Il Coronavirus costringe le imprese a digitalizzare i processi e capire i punti deboli della propria capacità di produrre per non soccombere
In queste settimane gli imprenditori hanno passato parecchie notti insonni, prima inseguendo i decreti e adeguandosi a gestire le norme di sicurezza, poi cercando di capire quali fossero le prospettive di sopravvivenza delle aziende nell’immediato. Infine, è stata la volta della comprensione dei problemi finanziari, attuali e futuri, e di come rendere operative le risorse necessarie per tornare al lavoro. Adesso è il momento di capire cosa accadrà dopo e, soprattutto, come.
Come sarà il mondo dopo il Coronavirus e, soprattutto, su quali azioni gli imprenitori indirizzeranno gli imprenditori la propria attività? Lo abbiamo chiesto a Nicola Camurri, esperto di Comunicazione e Marketing Developmente Manager.
Camurri esordisce spiegando come l’uso diffuso dell’analogia e della metafora per semplificare i fenomeni complessi abbia messo in relazione la situazione attuale con gli scenari economici post-bellici e con l’ultima grande crisi finanziaria del 2008 e che ci sono un pò di punti fermi che possono aiutarci almeno nell’orientare alcuni comportamenti di breve periodo.
“Lo stop è stato per tutti traumatico e veloce -afferma l’esperto- Il fenomeno del revenge spending ci mostra che per alcuni esista un desiderio di una ripartenza altrettanto traumatica e veloce nei confronti del quale appare già evidente come non possiamo essere preparati”.
A suo parere, a qualsiasi livello si operi, sarà fondamentale predisporre un sistema di gestione dei flussi per poterli incanalare. Questo fenomeno sarà possibile solo per chi avrà adeguati sistemi tecnologici per gestire le proprie basi di dati. Chi, invece, nelle attuali procedure e nei propri piani strategici non vedrà comparire termini come automazione, intelligenza artificiale, big data, Gdpr compliance, cloud e olti altri, o non avrà saputo raccogliere abbastanza dati di quelli che servono per il proprio business, dovrà necessariamente correre al più presto ai ripari.
“Anche per chi si sente aggiornato agli standard tecnologici, un’analisi dei processi e delle procedure è un bel modo di usare l’attesa per la riapertura”, continua Camurri. Il consiglio é quello di prepararsi ad investire le risorse finanziarie che dovrebbero arrivare a sostegno della ripresa in maniera da dotarsi di ciò che servirà davvero e a pensare come ovviare alla mancanza di mezzi anche attraverso alleanze strategiche.

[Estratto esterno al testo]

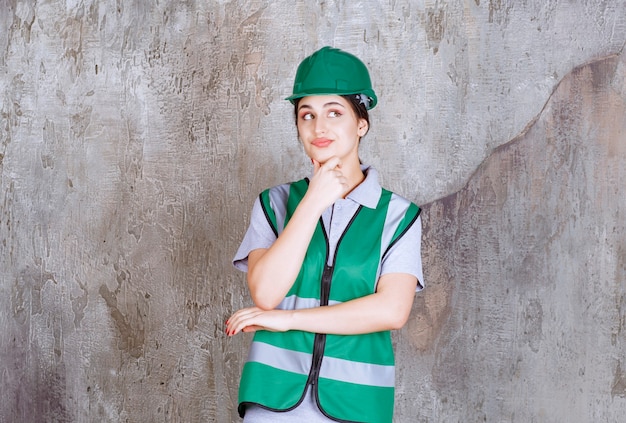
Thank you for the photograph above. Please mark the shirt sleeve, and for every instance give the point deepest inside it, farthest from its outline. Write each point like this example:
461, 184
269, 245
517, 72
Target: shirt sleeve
258, 235
405, 255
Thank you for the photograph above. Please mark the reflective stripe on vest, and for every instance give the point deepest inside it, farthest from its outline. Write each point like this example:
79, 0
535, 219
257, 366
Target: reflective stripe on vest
352, 376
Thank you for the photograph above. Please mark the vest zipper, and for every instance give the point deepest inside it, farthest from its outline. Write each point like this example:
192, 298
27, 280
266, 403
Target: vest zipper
319, 341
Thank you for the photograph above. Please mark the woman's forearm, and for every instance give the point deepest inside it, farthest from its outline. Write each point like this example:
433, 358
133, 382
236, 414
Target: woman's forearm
387, 309
272, 271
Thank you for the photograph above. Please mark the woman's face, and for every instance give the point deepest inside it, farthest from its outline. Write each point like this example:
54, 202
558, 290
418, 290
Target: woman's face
328, 127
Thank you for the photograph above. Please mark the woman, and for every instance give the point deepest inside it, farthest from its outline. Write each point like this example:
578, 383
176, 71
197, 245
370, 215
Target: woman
333, 263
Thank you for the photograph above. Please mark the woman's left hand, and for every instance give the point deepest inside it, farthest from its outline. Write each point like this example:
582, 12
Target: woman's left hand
253, 318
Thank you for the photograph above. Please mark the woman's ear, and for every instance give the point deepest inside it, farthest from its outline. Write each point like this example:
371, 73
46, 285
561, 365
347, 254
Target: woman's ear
363, 128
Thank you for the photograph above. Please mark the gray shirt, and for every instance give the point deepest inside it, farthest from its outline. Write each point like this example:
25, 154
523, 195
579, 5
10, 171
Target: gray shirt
403, 257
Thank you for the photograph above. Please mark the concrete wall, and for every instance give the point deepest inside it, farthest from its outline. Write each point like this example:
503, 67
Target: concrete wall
135, 135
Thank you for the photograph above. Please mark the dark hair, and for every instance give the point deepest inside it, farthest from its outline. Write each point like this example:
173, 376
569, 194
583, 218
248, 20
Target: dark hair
355, 102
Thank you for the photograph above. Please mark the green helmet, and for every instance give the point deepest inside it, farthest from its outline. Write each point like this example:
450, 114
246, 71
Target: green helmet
333, 71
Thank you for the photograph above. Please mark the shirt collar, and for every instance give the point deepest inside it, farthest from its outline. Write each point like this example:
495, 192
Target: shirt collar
368, 192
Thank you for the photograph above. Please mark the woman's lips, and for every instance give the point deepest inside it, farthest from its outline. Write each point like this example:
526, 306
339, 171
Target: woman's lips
321, 142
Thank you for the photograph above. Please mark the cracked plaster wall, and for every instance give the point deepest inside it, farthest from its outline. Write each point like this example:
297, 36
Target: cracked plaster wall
134, 137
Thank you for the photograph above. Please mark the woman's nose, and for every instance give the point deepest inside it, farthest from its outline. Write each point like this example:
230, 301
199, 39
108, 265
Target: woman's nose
320, 125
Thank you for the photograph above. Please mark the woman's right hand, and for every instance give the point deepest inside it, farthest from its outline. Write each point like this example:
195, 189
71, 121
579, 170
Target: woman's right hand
328, 183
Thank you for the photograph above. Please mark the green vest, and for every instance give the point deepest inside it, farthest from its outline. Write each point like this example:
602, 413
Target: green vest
352, 376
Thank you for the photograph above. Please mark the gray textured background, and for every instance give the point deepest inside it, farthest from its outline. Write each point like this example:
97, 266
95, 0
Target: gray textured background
134, 136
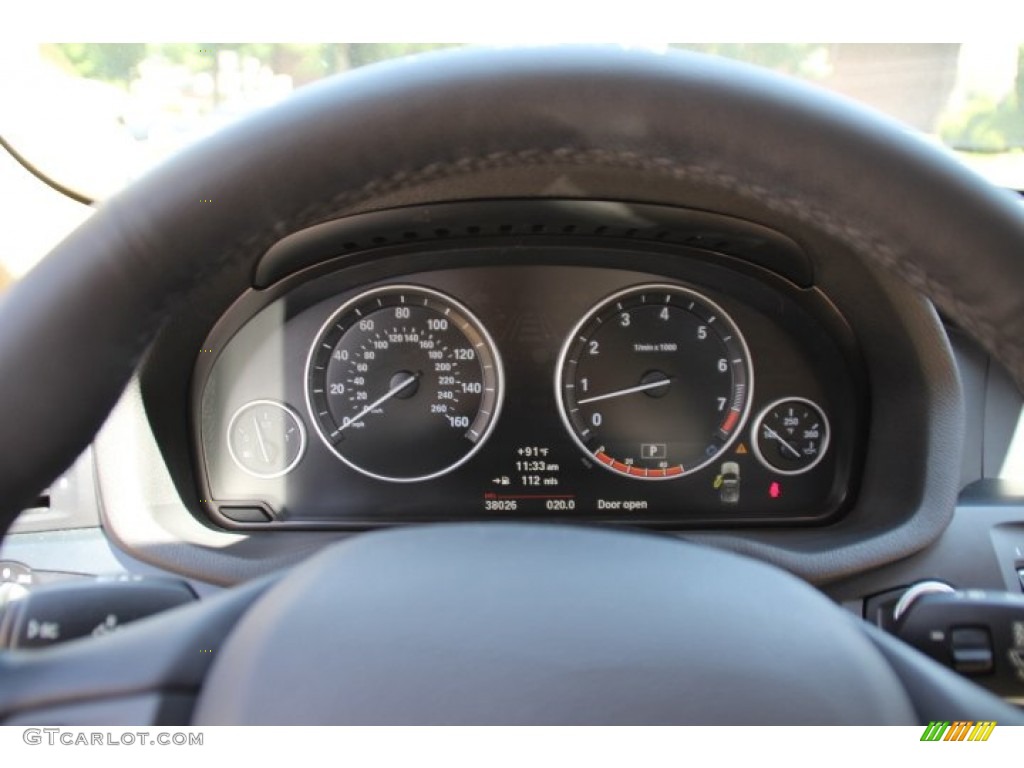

Progettiamo una gestione il più possibile one to one delle relazioni che ogni funzione aziendale intrattiene e da cui dipende”. Per Camurri l’emergenza Coronavirus ci ha reso consapevoli di quanto alcuni ritardi del nostro sistema non siano più sostenibili e il fronte più esposto nel mondo post-lockdown è quello della digitalizzazione.
“Forse il ricorso forzato a forme di smart-working avrà aiutato a superare un primo ostacolo rendendo le organizzazioni un po’ più resilienti e un pochino più orientate alla digitalizzazione“.
Ritiene, però, che non sia sufficiente avere inserito, per altro in un contesto emergenziale, alcune attività permesse dalla tecnologia per essere pronti, ma occorre digitalizzare i processi e capire i punti deboli della propria capacità di produrre e comunicare valore al mercato.
“La fase di transizione sarà una fase di selezione naturale degli operatori in cui la capacità di mantenere relazioni e processi in remoto sarà nevralgica nella continuità delle proprie catene di fornitura e della relazione con i propri clienti”.
L’esperto ricorda che, nonostante sia facile concentrarsi sulla distruzione di valore che questa crisi porta con sé e sulle esigenze difensive, stanno anche nascendo nuovi e urgenti bisogni a cui rispondere e alcuni di questi generano delle opportunità per innovazioni di prodotto e servizio che dobbiamo avere la capacità di cogliere.
“Quale che sia la nostra visione del futuro, prepariamoci a lavorare con grande impegno e volontà per ricavare il meglio da questa crisi. Per togliere al virus la capacità di dettare l’agenda dobbiamo ricorrere alla nostra determinazione più autentica”, conclude Camurri.